Listing 11: ENVS definition with inside a script.
ENVS = ['lost', 'lost-cv']

Script RESOURCES

Sometimes a script will require all resources of a worker. And therefore no other script should be executed in parallel by the worker that executes your script. This is often the case if you train an AI model and you need all GPU memory to do this. In those cases, you can define a RESOURCES variable inside your python script and assign a list containing the string lock_all to it. See the listing below for an example:

Listing 12: RESOURCES definition inside a script.
RESOURCES = ['lock_all']

Debugging a Script

Most likely, if you imported your pipeline and run it for the first time some scripts will not work, since you placed some tiny bug into your code :-)

Inside the web GUI all exceptions and errors of your script will be visualized when clicking on the respective script element in the pipeline visualization. In this way you get a first hint what’s wrong.

In order to debug your code you need to login to the docker container and find the instance folder that is created for each script instance. Inside this folder there is a bash script called debug.sh that need to be executed in order to start the pudb debugger. You will find your script by its unique pipeline element id.
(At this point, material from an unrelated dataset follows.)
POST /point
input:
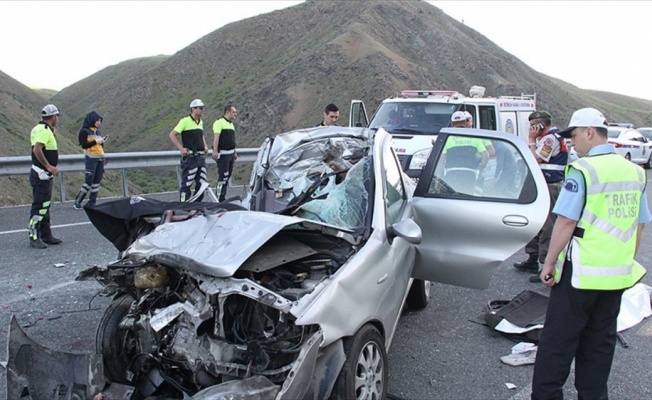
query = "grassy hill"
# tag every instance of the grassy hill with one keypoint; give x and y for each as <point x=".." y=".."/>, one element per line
<point x="280" y="69"/>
The path to the script instance folder will be /home/lost/app/debug/i-<pipe_element_id>.

# Log in to docker
docker exec -it lost bash
# Change directory to the instance path of your script
cd /home/lost/app/debug/i-<pipe_element_id>
# Start debugging
bash debug.sh

Note

If your script requires a special ENV to be executed, you need to login to a container that has installed this environment for debugging.